“I don’t attack people on their weaknesses. That usually doesn’t get the job done,” Karl Rove once said. “Voters already perceive weaknesses. You’ve got to go after the other guy’s strengths.”

Mitt Romney is trying to turn the tables on President Obama.  (Steven Senne/AP)

A recent USA Today/Gallup Poll found Obama has an 18-point lead with female voters in key swing states. New Washington Post-ABC News polling found a 19-point gap with women nationwide; both men and women trusted Obama to handle “women’s issues” by a 19-point margin. Democrats have been hammering on what they call a Republican “war on women.”

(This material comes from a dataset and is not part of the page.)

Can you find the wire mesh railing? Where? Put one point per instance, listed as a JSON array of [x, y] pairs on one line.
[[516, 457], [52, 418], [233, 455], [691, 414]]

Romney, this week, came up with a counterpoint: 92 percent of the jobs lost in the recession belonged to women. It’s Obama who has waged the true anti-women war, by taking away their livelihoods with his misguided economic policies.

There have been multiple conference calls. Female allies are out with statements declaring that Obama’s policies have harmed women. At a rally in Delaware Tuesday night, Romney was surrounded by female supporters.

“I think what he’s doing is smart,” said Republican strategist Sara Fagen. “It’s such a part of the narrative right now that he has really no choice to address it.”

But beyond that 92 percent number, which our Factchecker deemed misleading, Romney has gotten stuck.

Asked to expand on how the president’s policies hurt women in particular, his staff couldn’t answer. Asked if Romney supported the Lily Ledbetter Fair Pay Restoration Act, which makes it easier for workers’ to sue over gender-based pay disparities, they again were unsure.

Two hours later, a spokeswoman clarified that Romney “supports pay equity and is not looking to change current law” — after Ledbetter herself sent out a statement attacking the Republican candidate.

Democrats, meanwhile, appear gleeful that Romney has not only engaged on the issue but adopted the “war on women” phrase. “So, can we keep this back and forth over whose policies are better for women going please,” tweeted Democratic National Committee spokesman Brad Woodhouse.

It’s true that the connection between contraceptive access and political polls is murky, as former Bush White House speechwriter Michael Gerson pointed out earlier this week. In the USA Today/Gallup poll, Rick Santorum — who once said birth control harms women — outperformed Romney by a few points. Most respondents didn’t know Romney’s position on contraception policy.

Now that the primary is effectively over, Romney can focus on introducing himself to women voters. But simply trying to turn around a Democratic attack line with a questionable factoid isn’t going to solve his problem.